Players must follow the suit of the card that has been laid down before their turn. If they don't have that suit on hand, they can play any card, except a suit of Spades, on the first trick. A suit of Spades can be played once they've been "broken" and have become the "trump" suit.
After each hand, scores are calculated. A team will receive 10 points per trick bid if they meet or exceed their bid, with 1 point for each extra trick taken. If a team fails to meet their bid, they'll get 10 points deducted from their score for each trick bid. Every 10 extra tricks, also called bags, a team accumulates costs the team 100 points. The game ends when a team either reaches 500 points or falls below -200 points. The highest-scoring team wins.
The Spades card game is a game of strategy, and not only that, it's a game of cooperation where you have to work with a teammate to win over the other team. Unlike games based on luck, the team that plays the best tends to win the game.
Once you've played for a while, we suggest reading through our thorough Spades Strategy Guide. Most of the strategies either relate to the bidding or playing process. We've summarized the most useful tips and tricks below.
- Keep an eye on what has already been bid by the time it gets to you. There are only 13 tricks available to take. If the total of all bids exceeds this, then one team is guaranteed not to make their bid. Make sure it's not your team!
- If you don't have a lot of bags, it may be good to bid 1 less than you think you can take. This allows you to cover for your opponent if needed, and you can always throw away cards.
- If your opponents have a lot of bags, you may wish to underbid and then force them to take tricks they do not want.
- If you are close to winning, you may want to be more conservative in your final bid to ensure you will meet your bid and still win. Just be careful of bags.
- Do not bid nil if your partner has already bid nil.
- If your partner already bid, and they bid nil, you may want to bid a little higher than you normally would, as you may be taking more tricks than usual as part of your duty to cover your partner.
- In general, if you are the last person to play and your partner is already winning the trick, it's best not to steal the trick from them by playing a higher card or a trump.
- If your partner bids nil, make sure you play lots of high cards to cover them! If you play an Ace of Hearts, for example, and they only play a 2 of Hearts, then they likely don't have any more Hearts. Thus it is good to continue leading Heart cards so your partner can get rid of the high cards they have from other suits.
- If the bids are more than 13, then one team is guaranteed not to make their bid. In this situation, it is usually useful to lead Spades as soon as possible.
- More often than not, it's not the Spades that cause a team to be "set" but rather the cards that are played after the Spades.
- When the highest card in a suit is played, that is usually a good time to get rid of your middle cards (8, 9, 10).
Frequently asked questions
What is a trick, and what does it mean to lead a trick?

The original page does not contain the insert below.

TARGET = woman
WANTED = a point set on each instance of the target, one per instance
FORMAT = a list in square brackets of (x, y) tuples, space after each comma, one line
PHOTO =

A trick is the pile of 4 cards collected by the player who placed the highest card in the pile. It also refers to a discrete phase in the game when each player plays one card. The person who plays the first card in a trick is said to lead the trick.
What is a bag, and what happens when a team rolls in Spades?
A bag is an extra trick taken above the team's initial bid. If a team collects 10 bags, it leads to a loss of 100 points, which is called rolling.
What does it mean to cover and duck?
Covering is playing a higher-ranking card to protect a partner who bid nil from taking a trick, while ducking is playing a lower-ranking card to avoid taking a trick when you have a higher card of the same suit.
What does it mean to be long or short in a suit, and what happens when a hand is void in a suit?
Being long in a suit means having more cards of that suit than average while being short means having fewer cards of that suit than average. A hand is void in a suit if it contains no cards of that suit.
What does it mean to be set, and how does it affect the game?
A team is set when they fail to make their bid. Setting an opponent means preventing them from making their bid, which can impact the game's outcome.
What do the terms being used by people in the chat mean?
In the chat, "gc" means "Good cover", "gcp" or "gc p" means "Good cover, partner", "nsp" or "ns p" means "nice set, partner", and "ns" means "nice set". These terms are used to compliment or communicate with partners during the game.